Chapter Four   Pages 97 – 116

“VISIT OUR HOME IN THE AMAZON RAINFOREST.”

 

I want to pick up the story of our family.  Genny and the four children had just arrived and saw for the first time the house I was building for them.   About fifty naked Indians crowded around the plane when the pilot tied up at our port.  I don’t think Genny expected to see all those men, women and children naked.  Our yard was kind of naked too.  I had cut down trees and burned up the brush.  The hillside and the area around our house was ugly, bare mud.  It wasn’t a very pretty place. When Genny and the kids climbed up the riverbank to our jungle yard, and saw the half-built house that would be their home, my stomach churned with anxiety.  “What if they don’t like it here?

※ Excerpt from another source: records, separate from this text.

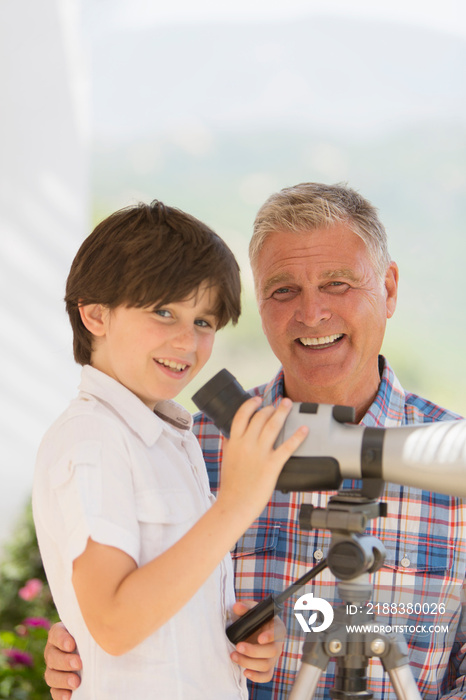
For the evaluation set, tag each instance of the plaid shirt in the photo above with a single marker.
(425, 540)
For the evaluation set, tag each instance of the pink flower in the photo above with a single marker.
(16, 657)
(37, 622)
(31, 590)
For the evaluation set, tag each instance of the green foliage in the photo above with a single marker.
(26, 612)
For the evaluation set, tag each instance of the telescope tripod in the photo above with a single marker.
(351, 558)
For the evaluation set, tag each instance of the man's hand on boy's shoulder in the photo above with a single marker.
(60, 673)
(259, 655)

I’m the adventurous type.  I enjoyed every minute of what I was doing.   Remember, Genny was a West Virginia girl who would have to get used to life in the jungle.  I wasn’t sure how she would adjust. 

My family when we went to the jungle

   My family when we went to the jungle

 

This photo of my family was taken a few weeks before our first trip into the jungle.  Jeff, in his mother’s arms, was only 8 months old.  Try to imagine what it was like for Genny and four little children to go with me to the Amazon rainforest where we would live with a tribe of headhunters.  Don’t you think Genny pondered over the difficult life ahead of her?  What would she feed her kids?  What if one of them got sick?  When a child is screaming with an earache and there is no medicine, what do you do?  When Genny got off that plane on the Maranon River and looked up at the unfinished house I was building she did not know what to expect

 

Genny's Jungle kitchen    
our new jungle house     
Kids Bed Room In Amazon Rain Forest Home

 

             Genny was pleased with our new house.  It was much nicer than she expected.  We liked our home.  I was told you could not build a house like that in the jungle, but I did.

I was glad to see the Indians standing outside our windows, since some of those visitors came for medical treatment.  Most of our patients were mothers with their little children.  A dozen Indians crowded into the house every morning. We weren’t prepared for what it meant to turn our kitchen and dining room into a clinic.

            Genny had to plan menus for everything she would feed our family for eight months and then hope we took in enough stuff with us.  Once we were in the jungle there was no way to get anything back to us.  The nearest place we could buy a box of matches or a bar of soap was at an army base 200 miles down river.

            We had three little girls, and we never let those kids out of our sight.  If they went to the chicken house to gather eggs we watched them go, and we watched them come back.  We never allowed them to be alone with an Indian.

There were some simple rules our kids had to remember if they were going to survive in the jungle.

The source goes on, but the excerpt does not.